End-Stage Renal Disease

Treatments

Behavioral: Patient Navigation

Study type

Interventional

Funder types

Other

Identifiers

NCT01776073
IRB00060661
Mason-01 (Other Identifier)

Details and patient eligibility

About

The purpose of this study is to measure the effect of introducing a patient navigator to guide high and moderate risk patients through the pre-waitlisting phases of the kidney transplant process. Patients identified as being at high and moderate risk of delay to waitlisting will be linked with a patient navigator, who will facilitate their completion of pre-waitlisting requirements. We believe that patients who are randomized to a patient navigator will be more likely to complete the pre-waitlisting process and will complete the process more quickly than high and moderate risk patients who do not receive additional assistance from a patient navigator.

Full description

The investigators plan to implement a newly developed risk assessment tool that uses medical and demographic indicators to estimate the probability of waitlisting for all patients beginning the transplant process at the Emory Transplant Center. Medical secretaries will collect information about patients' medical and demographic characteristics during the appointment scheduling phone call. This information will be entered into the REDCap risk assessment tool, which will be used to calculate the probability of waitlisting. A previously defined cut-off will be used to categorize the risk of delay to waitlisting.

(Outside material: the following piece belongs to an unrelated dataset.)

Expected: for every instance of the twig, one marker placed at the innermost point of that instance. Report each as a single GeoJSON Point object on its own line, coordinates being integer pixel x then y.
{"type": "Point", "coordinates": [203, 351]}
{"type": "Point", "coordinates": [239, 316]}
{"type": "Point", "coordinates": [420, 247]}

A random subset of patients identified as being at high and moderate risk of delay to waitlisting will be connected with a patient navigator, who will be available not only to answer questions, but also to manage clinical information prior to, during, and following transplantation. The navigator will work to identify potential barriers and to ensure that the most up-to-date clinical information has garnered responses at the nurse and physician levels.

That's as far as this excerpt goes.